In May 2000, WYCD took over hosting the Hoedown. The station's first year hosting saw artists like Trace Adkins, Montgomery Gentry and Rascal Flatts. Over the years, the Hoedown has had its share of very well known artists kicking off their careers at the concert. Some of these include Reba McEntire, Luke Bryan, Travis Tritt, Toby Keith, and Lonestar, and in 1989, came an unknown artist by the name of Garth Brooks.

The audience at the event has always increased every year. In 2010, the Hoedown saw its biggest audience yet with over 1.3 million people showing up over the three-day period. 2010 would also be the last year the Downtown Hoedown was a free festival. In years after, WYCD would charge $25 to $30 for admittance.

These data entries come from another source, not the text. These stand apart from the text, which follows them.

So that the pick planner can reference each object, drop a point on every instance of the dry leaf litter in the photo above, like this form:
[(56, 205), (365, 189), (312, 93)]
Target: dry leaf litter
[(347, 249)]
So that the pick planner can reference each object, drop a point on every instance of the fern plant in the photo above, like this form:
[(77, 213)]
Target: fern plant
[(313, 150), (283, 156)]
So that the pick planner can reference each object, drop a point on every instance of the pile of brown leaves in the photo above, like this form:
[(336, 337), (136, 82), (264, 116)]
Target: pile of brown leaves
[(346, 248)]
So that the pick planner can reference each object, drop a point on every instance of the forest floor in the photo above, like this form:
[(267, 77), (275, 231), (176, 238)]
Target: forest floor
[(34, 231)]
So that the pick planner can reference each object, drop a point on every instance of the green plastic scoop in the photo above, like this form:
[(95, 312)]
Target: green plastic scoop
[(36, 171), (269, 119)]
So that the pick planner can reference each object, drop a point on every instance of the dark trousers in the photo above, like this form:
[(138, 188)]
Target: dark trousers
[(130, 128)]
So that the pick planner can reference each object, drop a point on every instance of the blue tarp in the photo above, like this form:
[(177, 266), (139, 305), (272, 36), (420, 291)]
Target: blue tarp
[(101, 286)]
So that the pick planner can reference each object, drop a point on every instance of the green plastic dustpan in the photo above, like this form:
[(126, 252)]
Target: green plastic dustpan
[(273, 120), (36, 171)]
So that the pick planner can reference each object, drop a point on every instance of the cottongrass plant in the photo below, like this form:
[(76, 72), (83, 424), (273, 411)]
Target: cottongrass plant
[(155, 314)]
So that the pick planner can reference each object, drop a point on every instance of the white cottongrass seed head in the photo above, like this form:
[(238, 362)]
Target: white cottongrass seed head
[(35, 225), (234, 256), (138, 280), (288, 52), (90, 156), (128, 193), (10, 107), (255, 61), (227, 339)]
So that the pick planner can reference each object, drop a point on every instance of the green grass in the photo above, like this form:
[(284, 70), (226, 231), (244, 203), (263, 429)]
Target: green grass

In 2010, at the 28th annual Downtown Hoedown, WYCD welcomed nationally known recording artists Uncle Kracker, Zac Brown Band, Dierks Bentley, Darryl Worley and Justin Moore, among many others.

In 2012, due to a big audience, the Hoedown was relocated to in front of Comerica Park. In 2015, it was announced that it would be moving to West Riverfront Park and would be cut down to only two days.

In 2015, it was announced that it would move yet again, this time to DTE Energy Music Theater. The event will also be shortened to a 1-day concert on Sunday July 31, 2016. After moving to DTE Energy Music Theater, the "Downtown Hoedown" name was dropped and changed to "WYCD Hoedown" or "99.5 WYCD Hoedown".